# Cumsum behaviour on sparse arrays

Hi there,

I’m rather new to Julia (and already enjoying it a lot), so please don’t be too hard on me if my topic doesn’t make that much sense. However I think I noticed a somewhat surprising behaviour when `cumsum` (cumulated sum) is applied to a `SparseVector` which also leads to a large performance issue in certain cases:

``````using SparseArrays
prob_vec = sprand(10, 0.2)
``````

10-element SparseVector{Float64,Int64} with 2 stored entries:
[2 ] = 0.459558
[10] = 0.50192

`res = cumsum(prob_vec)`

10-element SparseVector{Float64,Int64} with 9 stored entries:
[2 ] = 0.459558
[3 ] = 0.459558
[4 ] = 0.459558

[7 ] = 0.459558
[8 ] = 0.459558
[9 ] = 0.459558
[10] = 0.961478

So once `cumsum` found the first non-zero entry all subsequent indices are not sparse anymore. I understand that this has to happen mathematically, in case you want to check in-between indices like 7. But it might be misleading for some users to call `res` a `SparseVector`, letting them believe res is still sparse and fast in subsequent operations.
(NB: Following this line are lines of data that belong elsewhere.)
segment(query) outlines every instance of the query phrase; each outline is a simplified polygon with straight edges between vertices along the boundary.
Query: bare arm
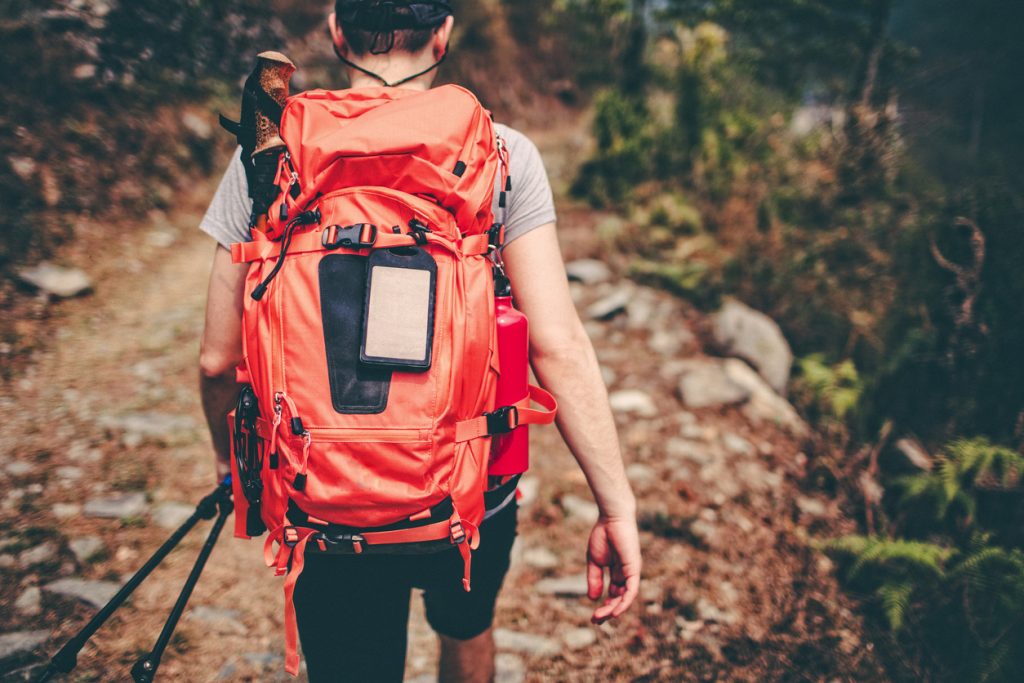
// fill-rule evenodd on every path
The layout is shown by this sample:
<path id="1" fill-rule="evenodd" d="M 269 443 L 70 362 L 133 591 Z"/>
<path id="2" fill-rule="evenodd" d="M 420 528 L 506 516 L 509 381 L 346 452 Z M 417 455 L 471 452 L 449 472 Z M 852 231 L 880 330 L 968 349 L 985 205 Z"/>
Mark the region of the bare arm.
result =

In my specific case `prob_vec` is a probability vector (sum(prob_vec)=1) and I was interested in

`sel_ind = findfirst(cumsum(prob_vec).>rand())`

which was extremely slow compared to (factor 1000 difference on a large `prob_vec`)
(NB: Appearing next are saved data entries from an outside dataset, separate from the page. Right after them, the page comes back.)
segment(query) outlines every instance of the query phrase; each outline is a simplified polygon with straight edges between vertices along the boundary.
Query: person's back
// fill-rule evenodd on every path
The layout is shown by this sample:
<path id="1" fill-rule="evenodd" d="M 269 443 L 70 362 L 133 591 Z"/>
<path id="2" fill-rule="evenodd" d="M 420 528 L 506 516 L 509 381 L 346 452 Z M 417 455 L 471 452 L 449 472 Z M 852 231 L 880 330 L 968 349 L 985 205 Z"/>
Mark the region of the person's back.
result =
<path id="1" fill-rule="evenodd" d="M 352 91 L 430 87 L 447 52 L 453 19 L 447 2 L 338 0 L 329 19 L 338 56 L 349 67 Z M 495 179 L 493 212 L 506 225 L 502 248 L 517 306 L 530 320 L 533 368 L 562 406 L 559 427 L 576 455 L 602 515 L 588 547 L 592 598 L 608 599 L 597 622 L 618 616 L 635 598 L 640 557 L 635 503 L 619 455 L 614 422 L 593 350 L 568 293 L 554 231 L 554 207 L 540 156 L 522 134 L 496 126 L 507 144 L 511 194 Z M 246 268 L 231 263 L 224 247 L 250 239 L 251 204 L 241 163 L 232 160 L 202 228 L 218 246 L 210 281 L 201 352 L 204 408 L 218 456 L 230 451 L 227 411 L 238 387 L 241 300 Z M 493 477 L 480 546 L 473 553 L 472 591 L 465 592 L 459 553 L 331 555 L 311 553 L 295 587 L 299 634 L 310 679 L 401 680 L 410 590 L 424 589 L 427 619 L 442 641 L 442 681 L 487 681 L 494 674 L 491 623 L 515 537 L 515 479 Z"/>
``````prob_vec_inds, prob_vec_vals = findnz(prob_vec)
prob_cum = cumsum(prob_vec_vals)
sel_ind = prob_vec_inds[findfirst(prob_cum.>rand())]
``````

due to the behaviour of `cumsum` on large `SparseVectors`. Maybe there is a way to notify users about this behaviour?

Best

Welcome @mlanghinrichs to the Julia community and the discourse forum.
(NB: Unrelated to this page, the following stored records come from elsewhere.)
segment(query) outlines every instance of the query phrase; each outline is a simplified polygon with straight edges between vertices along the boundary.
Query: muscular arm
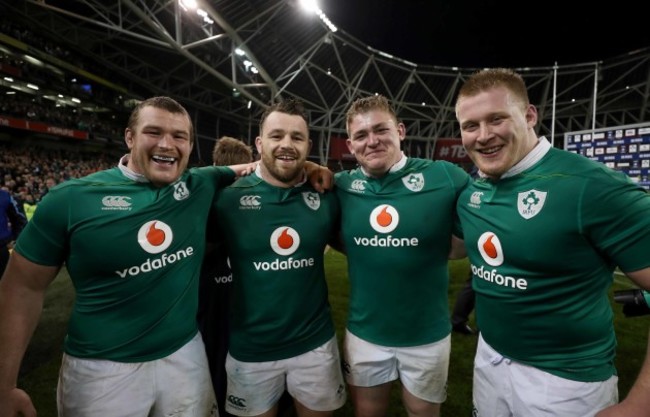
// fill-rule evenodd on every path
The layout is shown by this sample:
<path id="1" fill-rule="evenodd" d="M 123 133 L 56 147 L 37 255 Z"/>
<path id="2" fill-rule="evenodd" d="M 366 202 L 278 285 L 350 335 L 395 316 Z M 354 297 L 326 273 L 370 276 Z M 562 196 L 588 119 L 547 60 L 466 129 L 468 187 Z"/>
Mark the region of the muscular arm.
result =
<path id="1" fill-rule="evenodd" d="M 0 417 L 36 416 L 29 396 L 16 387 L 20 362 L 38 324 L 48 285 L 60 267 L 11 255 L 0 280 Z"/>
<path id="2" fill-rule="evenodd" d="M 626 272 L 625 275 L 641 288 L 650 290 L 650 268 Z M 600 411 L 596 417 L 646 417 L 648 410 L 650 410 L 650 336 L 643 366 L 627 397 L 619 404 Z"/>
<path id="3" fill-rule="evenodd" d="M 646 417 L 650 410 L 650 337 L 641 372 L 627 397 L 619 404 L 598 412 L 596 417 Z"/>

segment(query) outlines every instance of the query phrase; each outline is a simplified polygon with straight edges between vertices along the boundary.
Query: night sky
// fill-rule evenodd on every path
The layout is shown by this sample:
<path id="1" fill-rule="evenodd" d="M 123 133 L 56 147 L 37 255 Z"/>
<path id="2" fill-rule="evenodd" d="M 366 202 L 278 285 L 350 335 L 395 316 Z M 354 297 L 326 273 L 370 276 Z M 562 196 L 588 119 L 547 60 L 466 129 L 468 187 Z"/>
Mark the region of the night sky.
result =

I agree that returning a sparse vector is not very helpful in a situation in which you know a priori that only the first few elements will be structurally zero. I wonder if one should change the behavior of `cumsum` for sparse vectors/arrays. On the other hand, if you know that your input is going to be sparse, maybe it’s really better to address your very own needs in your very own code?

Also, your application sounds like you’re computing something like quantiles? Have you checked out the `Statistics` package(s) for high-level functions that do what you need?

1 Like

Thanks for your answer! I agree, in the end it’s probably code-specific and not really a general issue (but now maybe people will find it helpful who have a similar problem).

Yes, the actual application in the “non-sparse” case is quite common in quantitative biology; the lines above are part of a Gillespie algorithm / stochastic simulation algorithm.

With your hint I actually could speed-up the code a lot more; I can directly sample from `prob_vec` using the `StatsBase` package:

``````using StatsBase
prob_vec_inds, prob_vec_vals = findnz(prob_vec)
sel_ind = sample(prob_vec_inds, Weights(prob_vec_vals))
``````

Best

2 Likes

Glad that it worked out well for you.